Em 2020, ela fez parte de dois programas sociais simultaneamente. Érika foi beneficiária do Bolsa Família desde 2013. Do programa de transferência de renda, ela recebeu R$ 22,1 mil ao longo de oito anos. Ainda em 2020, foi contemplada com nove parcelas do Auxílio Emergencial, concedido no período de pandemia da Covid-19. As transferências chegaram a R$ 1,2 por mês. Em 2021, ambos os benefícios foram cancelados.
O caso
A defesa de Érika, de 42 anos, alega que o homem, identificado como Paulo Roberto Braga, de 68 anos, chegou vivo à agência bancária de Bangu, na zona oeste do Rio de Janeiro. A tentativa de fraude foi registrada em vídeo, quando ela segurava a cabeça do idoso e pedia que ele assinasse o empréstimo. O homem estava pálido, sem qualquer reação, sem conseguir sustentar a cabeça, sentado numa cadeira de roda.

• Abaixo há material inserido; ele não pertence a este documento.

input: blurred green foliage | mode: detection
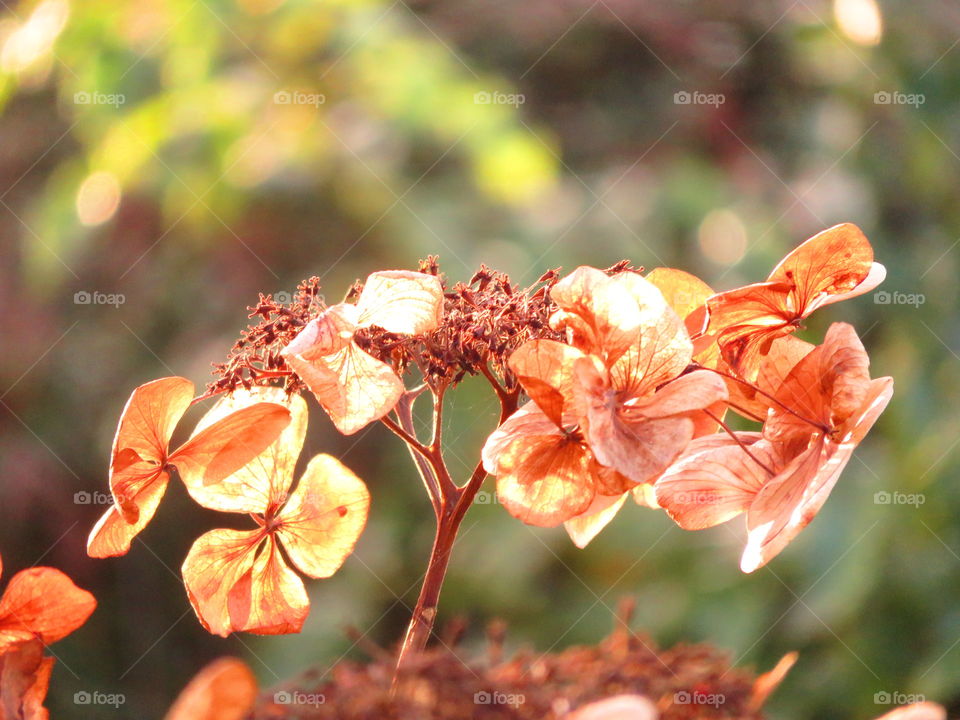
[0,0,960,718]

Os funcionários chamaram o Serviço de Atendimento Médico de Urgência (SAMU) ao perceberem o estado do idoso. Após o médico do SAMU identificar que Paulo já estava morto fazia algumas horas, a polícia foi chamada. Érika foi detida e encaminhada a 34ª DP, em Bangu. O caso segue sob investigação a fim de apurar as circunstâncias da morte e esclarecer os fatos relacionados à tentativa de empréstimo.
O fato repercutiu na imprensa internacional nos veículos Daily Star, Daily Mail, The Mirror, Le Parisien e La Nación. O Daily Star comparou a cena ao filme “Um morto muito louco”.